# Big Sales Prediction using Random Forest Regressor


-------------

## **Objective**


The objective of this program is to develop and evaluate a predictive model for forecasting sales using a Random Forest Regressor. This involves:

* Data Acquisition: Import and load a dataset containing sales and related features.
* Data Exploration and Visualization: Analyze and visualize the dataset to understand its structure, distribution, and relationships between variables.
* Data Preprocessing: Clean and preprocess the data, including handling missing values, encoding categorical variables, and scaling features if necessary.
* Feature and Target Definition: Define the target variable (sales) and feature variables (predictors) for the model.
* Model Training and Testing: Split the data into training and testing sets, train a Random Forest Regressor model on the training set, and evaluate its performance on the testing set.
* Model Evaluation: Assess the model's accuracy and effectiveness using metrics such as Mean Squared Error (MSE) and R-squared (R²) score.
* Prediction: Use the trained model to make sales predictions on new or unseen data.
* Feature Importance Analysis: Analyze the importance of different features in predicting sales to gain insights into which variables are most influential.

## **Data Source**

Data Source refers to where the dataset is coming from. You might use datasets from:


*   Public Datasets: Websites like Kaggle, UCI Machine Learning Repository, etc.
*   Company Databases: If you're working within a company, you may pull data from internal databases or CRM systems.

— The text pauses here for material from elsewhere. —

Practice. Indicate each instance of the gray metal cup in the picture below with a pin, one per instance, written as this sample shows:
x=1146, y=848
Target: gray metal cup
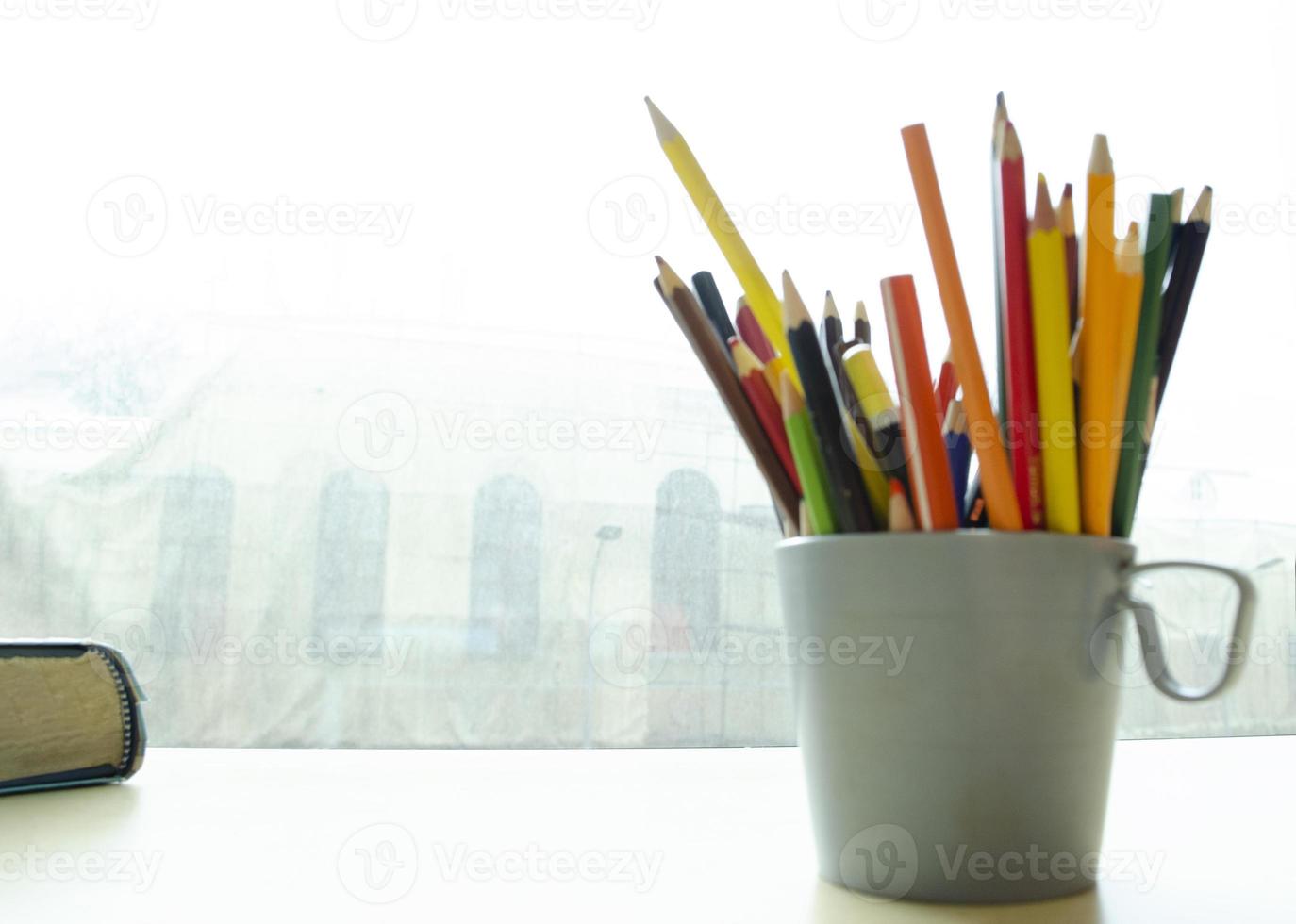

*   APIs: Some sales data might be pulled directly from APIs provided by sales platforms or analytics tools.

## **Import Library**

In [1]:
import pandas as pd  # For data manipulation
import numpy as np   # For numerical operations
import matplotlib.pyplot as plt  # For data visualization
import seaborn as sns  # For statistical data visualization
from sklearn.model_selection import train_test_split  # For splitting data
from sklearn.ensemble import RandomForestRegressor  # For the regression model
from sklearn.metrics import mean_squared_error, r2_score  # For evaluation


## **Import Data**

data = pd.read_csv('sales_data.csv')


## **Describe Data**

print(data.info())

print(data.describe())

## **Data Visualization**

sns.histplot(data['Sales'])
plt.show()

sns.scatterplot(x='Feature1', y='Sales', data=data)
plt.show()

sns.heatmap(data.corr(), annot=True, cmap='coolwarm')
plt.show()




## **Data Preprocessing**

data = data.dropna()  # Dropping rows with missing values
data = pd.get_dummies(data, drop_first=True)  # One-hot encoding categorical variables


## **Define Target Variable (y) and Feature Variables (X)**

X = data.drop('Sales', axis=1)  # Features

y = data['Sales']  # Target variable



## **Train Test Split**

X_train, X_test, y_train, y_test = train_test_split(X, y, test_size=0.2, random_state=42)


## **Modeling**

model = RandomForestRegressor(n_estimators=100, random_state=42)

model.fit(X_train, y_train)


## **Model Evaluation**

y_pred = model.predict(X_test)

mse = mean_squared_error(y_test, y_pred)

r2 = r2_score(y_test, y_pred)

print(f"Mean Squared Error: {mse}")

print(f"R^2 Score: {r2}")


## **Prediction**

new_data = pd.DataFrame({

})

predictions = model.predict(new_data)

print(predictions)


## **Explaination**

Random Forest Regressor is an ensemble learning method that combines multiple decision trees to improve prediction accuracy. It works well with both numerical and categorical data and is robust to overfitting. Key points to consider:






> importances = model.feature_importances_
features = X.columns
feature_importance_df = pd.DataFrame({'Feature': features, 'Importance': importances})
print(feature_importance_df.sort_values(by='Importance', ascending=False))



*   Model Tuning: Hyperparameters like n_estimators (number of trees) and max_depth (depth of trees) can be tuned to improve performance.